Nowe Szkoty (Neu Schottland/Neuschottland; New Scotland; Nowi Szotland) is one of the neighbourhoods of the city of Gdańsk, Poland. It belongs to the administrative district of Wrzeszcz Dolny since 2010.

== History ==
Neu Schottland was a settlement between Kleinhammer and Schellmühl. A mill (Abtsmühle) nearby was established in the second half of the 16th century by the abbots or the abbey of Oliva. The mill pond was filled by the Strzyża stream (Strießbach) and the Königstaler Bach. The name of the place comes from the Scottish settlers. An older settlement in the south of Gdańsk (in the district of Orunia-Św. Wojciech-Lipce) was named Stare Szkoty (Alt Schottland – Old Scotland). Neu Schottland was divided into two parts. The northern part on the left bank of the Striessbach was owned by the abbey and the southern part by the village of Zigankenberg.

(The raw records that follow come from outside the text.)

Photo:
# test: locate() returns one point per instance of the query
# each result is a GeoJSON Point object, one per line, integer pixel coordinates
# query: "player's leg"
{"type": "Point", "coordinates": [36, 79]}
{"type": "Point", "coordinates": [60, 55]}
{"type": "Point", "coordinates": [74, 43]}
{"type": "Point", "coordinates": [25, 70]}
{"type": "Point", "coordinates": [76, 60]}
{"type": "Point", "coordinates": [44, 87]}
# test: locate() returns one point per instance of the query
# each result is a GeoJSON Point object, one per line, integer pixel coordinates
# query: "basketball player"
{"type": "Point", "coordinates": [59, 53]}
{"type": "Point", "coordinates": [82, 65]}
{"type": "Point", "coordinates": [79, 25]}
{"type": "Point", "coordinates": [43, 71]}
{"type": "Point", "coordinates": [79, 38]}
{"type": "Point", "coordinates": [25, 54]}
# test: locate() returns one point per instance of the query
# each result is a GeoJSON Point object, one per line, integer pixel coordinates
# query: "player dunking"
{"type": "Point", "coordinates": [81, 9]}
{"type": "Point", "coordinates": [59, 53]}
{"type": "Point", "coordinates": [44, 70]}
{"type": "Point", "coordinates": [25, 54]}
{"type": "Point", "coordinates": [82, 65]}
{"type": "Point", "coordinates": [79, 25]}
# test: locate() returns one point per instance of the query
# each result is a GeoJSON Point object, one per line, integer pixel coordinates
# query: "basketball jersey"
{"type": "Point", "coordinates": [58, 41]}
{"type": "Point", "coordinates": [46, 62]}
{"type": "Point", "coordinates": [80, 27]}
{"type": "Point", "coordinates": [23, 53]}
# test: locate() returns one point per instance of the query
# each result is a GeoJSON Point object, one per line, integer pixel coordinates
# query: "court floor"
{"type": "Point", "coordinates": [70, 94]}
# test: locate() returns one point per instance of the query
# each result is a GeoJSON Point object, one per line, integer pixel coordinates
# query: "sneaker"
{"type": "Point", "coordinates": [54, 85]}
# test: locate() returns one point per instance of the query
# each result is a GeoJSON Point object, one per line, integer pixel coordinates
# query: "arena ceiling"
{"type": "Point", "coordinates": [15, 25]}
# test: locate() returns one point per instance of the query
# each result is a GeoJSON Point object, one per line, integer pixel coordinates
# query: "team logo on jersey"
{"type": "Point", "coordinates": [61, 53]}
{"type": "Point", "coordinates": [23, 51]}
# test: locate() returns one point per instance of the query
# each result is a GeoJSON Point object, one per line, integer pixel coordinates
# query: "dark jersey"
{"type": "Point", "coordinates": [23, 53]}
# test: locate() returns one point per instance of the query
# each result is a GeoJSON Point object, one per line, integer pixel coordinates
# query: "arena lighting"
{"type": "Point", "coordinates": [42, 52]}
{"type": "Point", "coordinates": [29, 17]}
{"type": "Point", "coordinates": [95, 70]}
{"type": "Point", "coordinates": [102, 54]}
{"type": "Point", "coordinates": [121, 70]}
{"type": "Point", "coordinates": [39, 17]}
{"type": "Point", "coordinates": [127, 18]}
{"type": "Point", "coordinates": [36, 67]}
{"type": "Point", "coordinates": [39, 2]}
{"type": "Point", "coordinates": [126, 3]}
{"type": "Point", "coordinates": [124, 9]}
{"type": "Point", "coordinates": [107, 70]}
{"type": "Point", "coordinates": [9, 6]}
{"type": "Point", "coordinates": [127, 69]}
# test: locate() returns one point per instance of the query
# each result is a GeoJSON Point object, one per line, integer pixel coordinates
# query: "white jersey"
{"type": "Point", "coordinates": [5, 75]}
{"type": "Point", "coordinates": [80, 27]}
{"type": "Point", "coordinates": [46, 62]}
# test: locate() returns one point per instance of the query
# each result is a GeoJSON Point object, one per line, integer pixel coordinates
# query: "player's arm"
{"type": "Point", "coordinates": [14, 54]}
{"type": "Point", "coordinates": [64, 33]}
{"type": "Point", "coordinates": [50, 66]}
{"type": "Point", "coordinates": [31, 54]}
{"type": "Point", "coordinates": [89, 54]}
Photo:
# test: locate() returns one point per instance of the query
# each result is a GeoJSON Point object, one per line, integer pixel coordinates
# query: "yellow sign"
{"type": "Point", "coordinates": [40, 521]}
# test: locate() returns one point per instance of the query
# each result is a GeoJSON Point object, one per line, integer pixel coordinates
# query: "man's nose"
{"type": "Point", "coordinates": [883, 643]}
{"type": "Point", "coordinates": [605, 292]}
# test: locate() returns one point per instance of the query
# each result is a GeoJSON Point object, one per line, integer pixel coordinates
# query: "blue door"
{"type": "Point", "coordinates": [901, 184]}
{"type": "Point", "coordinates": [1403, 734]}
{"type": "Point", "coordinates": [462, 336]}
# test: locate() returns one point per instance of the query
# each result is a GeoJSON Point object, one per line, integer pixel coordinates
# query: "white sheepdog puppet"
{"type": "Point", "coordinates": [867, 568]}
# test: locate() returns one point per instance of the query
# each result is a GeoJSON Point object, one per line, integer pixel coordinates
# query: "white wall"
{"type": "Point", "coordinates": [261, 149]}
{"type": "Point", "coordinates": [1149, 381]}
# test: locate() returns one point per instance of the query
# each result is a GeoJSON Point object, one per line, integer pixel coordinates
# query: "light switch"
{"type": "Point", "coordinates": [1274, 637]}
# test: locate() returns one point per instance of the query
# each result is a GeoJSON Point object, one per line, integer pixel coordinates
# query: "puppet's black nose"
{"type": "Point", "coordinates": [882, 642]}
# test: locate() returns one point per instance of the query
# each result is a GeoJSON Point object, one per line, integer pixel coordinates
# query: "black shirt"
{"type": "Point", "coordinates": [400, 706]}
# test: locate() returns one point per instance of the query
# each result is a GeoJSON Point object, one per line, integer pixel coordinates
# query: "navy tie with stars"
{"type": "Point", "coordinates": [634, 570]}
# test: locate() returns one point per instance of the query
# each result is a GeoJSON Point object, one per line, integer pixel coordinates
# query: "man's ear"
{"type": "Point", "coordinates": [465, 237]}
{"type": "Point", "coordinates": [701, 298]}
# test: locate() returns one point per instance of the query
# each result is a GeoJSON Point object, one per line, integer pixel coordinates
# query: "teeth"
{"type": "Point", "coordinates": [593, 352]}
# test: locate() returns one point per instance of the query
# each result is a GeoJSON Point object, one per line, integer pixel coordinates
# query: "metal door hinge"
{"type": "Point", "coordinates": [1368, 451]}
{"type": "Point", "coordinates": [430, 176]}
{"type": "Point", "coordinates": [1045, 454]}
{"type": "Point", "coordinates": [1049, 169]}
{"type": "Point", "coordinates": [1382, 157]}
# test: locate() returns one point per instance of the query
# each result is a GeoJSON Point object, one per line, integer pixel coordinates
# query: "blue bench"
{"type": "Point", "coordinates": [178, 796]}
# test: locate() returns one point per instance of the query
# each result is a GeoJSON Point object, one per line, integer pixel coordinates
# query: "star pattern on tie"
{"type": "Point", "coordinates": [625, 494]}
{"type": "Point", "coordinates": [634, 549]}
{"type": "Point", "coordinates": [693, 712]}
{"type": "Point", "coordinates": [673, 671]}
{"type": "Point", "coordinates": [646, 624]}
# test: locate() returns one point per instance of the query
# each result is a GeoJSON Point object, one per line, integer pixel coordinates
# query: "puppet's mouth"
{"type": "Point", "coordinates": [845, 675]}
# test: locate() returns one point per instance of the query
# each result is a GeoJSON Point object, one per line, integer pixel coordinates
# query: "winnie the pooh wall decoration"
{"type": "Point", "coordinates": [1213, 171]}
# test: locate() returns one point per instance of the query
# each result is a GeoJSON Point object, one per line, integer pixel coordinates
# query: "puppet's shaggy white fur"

In the 17th century Neu Schottland came into the possession of the Kostka family and in the 18th century to the Weyher family (Wejher). In the middle of the 18th century, the Strießbach was moved to the northern edge of the settlement. In 1772 Neu Schottland had a population of 280. There was a mansion surrounded by a park.

In 1733, the Saxon army camped near New Scotland (Siege of Danzig). As a result of the 1st Partition of Poland in 1772 the area became part of Prussia. In 1807, Napoleon stayed in one of the local estates near Oliva. It is a legend, that he was of lodging in the mansion. In 1813, the Russian army took over the area. Field fortifications had been built near Neu Schottland.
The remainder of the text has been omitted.